There is only one word for a woman who has sex without belonging to a man or without acquiescing to the burden of motherhood, and that word is witch. Or perhaps it is slut. Either way, it is terrifying, for it means that perhaps women don’t need men; and if we merely choose them, they might just owe their existence not to necessity or fate, but to the will of a woman. Suddenly there is nothing more lethal in the world, nothing as unbearable as the black flame of women’s desire. No, you were not meant to be; yes, your mother could just as well have dispensed with you- she could have simply not felt like it. Now do you see why we are hated so? Do you understand the smell of singed flesh burning at the stake, the breaking voice of the lawmaker as he screams out what our bodies should and should not do?
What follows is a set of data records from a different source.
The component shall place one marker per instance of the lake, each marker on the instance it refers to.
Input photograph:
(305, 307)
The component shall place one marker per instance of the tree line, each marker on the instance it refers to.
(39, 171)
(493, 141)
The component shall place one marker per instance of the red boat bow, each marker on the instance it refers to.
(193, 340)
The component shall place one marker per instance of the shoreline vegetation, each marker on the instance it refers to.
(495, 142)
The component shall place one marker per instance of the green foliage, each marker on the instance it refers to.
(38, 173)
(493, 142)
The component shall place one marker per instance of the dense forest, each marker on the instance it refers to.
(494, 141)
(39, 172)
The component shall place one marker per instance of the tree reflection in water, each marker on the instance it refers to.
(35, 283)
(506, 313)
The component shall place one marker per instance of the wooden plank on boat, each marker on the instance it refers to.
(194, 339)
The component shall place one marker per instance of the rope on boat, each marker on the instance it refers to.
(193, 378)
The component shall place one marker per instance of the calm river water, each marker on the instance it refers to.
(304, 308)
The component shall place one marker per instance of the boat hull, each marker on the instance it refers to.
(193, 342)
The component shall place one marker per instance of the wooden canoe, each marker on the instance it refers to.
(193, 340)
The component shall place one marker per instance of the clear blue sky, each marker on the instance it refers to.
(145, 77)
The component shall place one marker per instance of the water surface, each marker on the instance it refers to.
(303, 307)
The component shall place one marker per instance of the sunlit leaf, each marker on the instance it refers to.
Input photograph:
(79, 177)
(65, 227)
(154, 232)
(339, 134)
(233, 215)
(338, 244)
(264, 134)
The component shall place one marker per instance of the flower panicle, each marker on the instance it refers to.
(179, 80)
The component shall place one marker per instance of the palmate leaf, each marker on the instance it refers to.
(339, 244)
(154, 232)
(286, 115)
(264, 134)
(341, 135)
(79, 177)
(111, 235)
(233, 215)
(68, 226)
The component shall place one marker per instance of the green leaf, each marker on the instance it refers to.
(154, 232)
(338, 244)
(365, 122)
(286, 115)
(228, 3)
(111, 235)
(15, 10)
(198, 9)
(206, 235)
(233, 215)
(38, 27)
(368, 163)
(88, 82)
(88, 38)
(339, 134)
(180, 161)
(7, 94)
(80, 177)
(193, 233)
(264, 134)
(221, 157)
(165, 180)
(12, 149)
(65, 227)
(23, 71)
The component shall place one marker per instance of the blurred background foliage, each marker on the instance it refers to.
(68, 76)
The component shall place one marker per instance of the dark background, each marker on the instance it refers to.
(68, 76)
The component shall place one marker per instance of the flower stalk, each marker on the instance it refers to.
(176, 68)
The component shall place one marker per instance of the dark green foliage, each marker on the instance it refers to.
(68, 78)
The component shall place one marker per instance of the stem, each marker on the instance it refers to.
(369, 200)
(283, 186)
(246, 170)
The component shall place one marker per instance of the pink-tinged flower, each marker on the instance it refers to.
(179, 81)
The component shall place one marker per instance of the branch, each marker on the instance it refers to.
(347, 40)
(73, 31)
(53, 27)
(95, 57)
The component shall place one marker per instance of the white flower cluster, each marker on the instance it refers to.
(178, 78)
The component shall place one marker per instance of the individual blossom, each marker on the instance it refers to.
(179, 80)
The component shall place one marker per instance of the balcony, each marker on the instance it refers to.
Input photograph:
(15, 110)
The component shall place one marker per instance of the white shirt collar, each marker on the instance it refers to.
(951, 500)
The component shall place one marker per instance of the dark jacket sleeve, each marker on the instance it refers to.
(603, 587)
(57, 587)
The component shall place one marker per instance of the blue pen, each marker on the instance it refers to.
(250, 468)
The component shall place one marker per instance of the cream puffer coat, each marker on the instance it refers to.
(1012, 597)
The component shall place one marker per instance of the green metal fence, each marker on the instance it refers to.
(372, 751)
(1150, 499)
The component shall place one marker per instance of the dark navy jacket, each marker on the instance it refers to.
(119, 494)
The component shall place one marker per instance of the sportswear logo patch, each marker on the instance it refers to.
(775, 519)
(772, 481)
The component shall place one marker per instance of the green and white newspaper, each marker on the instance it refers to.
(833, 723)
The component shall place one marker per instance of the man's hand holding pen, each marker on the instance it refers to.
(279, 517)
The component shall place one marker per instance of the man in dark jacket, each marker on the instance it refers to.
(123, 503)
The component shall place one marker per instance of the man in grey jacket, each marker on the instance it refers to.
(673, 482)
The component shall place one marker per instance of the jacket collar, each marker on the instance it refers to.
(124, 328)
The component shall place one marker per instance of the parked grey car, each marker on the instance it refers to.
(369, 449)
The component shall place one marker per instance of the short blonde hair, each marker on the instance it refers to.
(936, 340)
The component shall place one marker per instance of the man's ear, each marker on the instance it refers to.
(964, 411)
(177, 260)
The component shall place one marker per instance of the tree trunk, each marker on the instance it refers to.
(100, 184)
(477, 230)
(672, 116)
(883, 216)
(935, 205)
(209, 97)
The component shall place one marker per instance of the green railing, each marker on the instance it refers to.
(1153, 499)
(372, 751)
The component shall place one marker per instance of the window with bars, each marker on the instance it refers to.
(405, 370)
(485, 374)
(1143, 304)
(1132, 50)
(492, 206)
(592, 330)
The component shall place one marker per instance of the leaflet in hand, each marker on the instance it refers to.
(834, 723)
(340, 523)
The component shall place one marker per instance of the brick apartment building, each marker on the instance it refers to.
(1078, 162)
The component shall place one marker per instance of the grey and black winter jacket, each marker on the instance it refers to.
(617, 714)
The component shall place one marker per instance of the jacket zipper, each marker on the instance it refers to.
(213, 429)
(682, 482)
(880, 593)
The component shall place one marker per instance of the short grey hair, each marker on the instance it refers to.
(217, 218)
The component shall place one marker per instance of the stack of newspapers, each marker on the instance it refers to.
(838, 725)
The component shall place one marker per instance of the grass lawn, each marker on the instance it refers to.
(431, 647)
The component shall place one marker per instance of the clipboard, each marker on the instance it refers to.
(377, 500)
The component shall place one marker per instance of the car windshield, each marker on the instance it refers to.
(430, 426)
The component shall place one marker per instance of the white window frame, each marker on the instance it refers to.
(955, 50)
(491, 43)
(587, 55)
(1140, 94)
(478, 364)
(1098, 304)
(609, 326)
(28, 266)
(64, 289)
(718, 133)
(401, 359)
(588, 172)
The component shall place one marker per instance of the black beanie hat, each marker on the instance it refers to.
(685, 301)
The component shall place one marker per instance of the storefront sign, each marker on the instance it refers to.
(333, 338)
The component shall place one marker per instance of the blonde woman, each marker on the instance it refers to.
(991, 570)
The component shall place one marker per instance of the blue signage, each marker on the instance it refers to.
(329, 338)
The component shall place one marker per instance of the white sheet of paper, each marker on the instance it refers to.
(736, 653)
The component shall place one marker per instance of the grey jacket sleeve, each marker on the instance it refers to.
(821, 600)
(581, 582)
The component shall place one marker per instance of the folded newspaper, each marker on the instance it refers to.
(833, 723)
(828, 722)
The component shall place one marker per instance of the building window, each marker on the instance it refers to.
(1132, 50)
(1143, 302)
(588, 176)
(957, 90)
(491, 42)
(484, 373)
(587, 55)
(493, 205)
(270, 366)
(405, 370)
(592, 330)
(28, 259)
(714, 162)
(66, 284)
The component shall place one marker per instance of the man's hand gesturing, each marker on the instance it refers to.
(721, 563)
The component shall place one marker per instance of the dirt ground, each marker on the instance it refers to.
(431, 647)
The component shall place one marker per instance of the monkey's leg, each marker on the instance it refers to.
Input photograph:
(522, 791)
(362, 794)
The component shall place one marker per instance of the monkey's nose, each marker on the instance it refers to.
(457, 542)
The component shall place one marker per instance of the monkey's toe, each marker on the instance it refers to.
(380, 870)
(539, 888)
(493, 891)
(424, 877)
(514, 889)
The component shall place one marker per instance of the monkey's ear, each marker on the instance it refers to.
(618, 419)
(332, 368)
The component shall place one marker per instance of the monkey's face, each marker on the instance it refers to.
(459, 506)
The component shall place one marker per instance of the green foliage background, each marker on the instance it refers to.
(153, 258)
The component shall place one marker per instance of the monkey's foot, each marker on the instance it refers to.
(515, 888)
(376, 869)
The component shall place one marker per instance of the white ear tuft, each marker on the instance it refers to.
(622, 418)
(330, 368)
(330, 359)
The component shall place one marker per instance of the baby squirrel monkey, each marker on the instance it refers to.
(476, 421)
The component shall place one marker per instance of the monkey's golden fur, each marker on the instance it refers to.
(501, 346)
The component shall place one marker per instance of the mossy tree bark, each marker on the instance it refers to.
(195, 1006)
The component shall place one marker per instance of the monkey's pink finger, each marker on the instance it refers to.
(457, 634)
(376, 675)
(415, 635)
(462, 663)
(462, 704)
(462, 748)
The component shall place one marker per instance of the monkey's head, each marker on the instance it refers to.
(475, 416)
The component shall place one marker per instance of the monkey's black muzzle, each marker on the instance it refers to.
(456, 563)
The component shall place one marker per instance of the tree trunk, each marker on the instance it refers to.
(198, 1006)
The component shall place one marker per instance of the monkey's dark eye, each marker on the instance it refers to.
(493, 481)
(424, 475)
The hatred of women for themselves, for others? Now do you see why we so fear the free?
Yet rambunctious, light-headed sex alone does not a witch make. Where the traditional slut inspires hate and pity, the witch shines by eliciting fear and rage. One becomes a witch by way of discovering, inside herself, a thing that wants independence and freedom more than it wants water or air, a thing that wants to tell the world: “look at me, it is I, the self.”
You become a witch by letting others know that you have just recently arrived to their most feared conclusion: the realization that we don’t need others, and that, consequently, we don’t need to hear their words.
And yes, I know that no man is an island, and that man is, by nature, a social animal- I am no less educated than you are, and certainly more than my fellow townsmen, who approach culture with caution, like a rabid animal, or a coastal disease. But I am no man, and this life is ours only, so who are our poets and ancestors to tell us what to do of it? Who, beside I, can speak definitively of my nature? Who are you to tell me that to be alone is to have failed?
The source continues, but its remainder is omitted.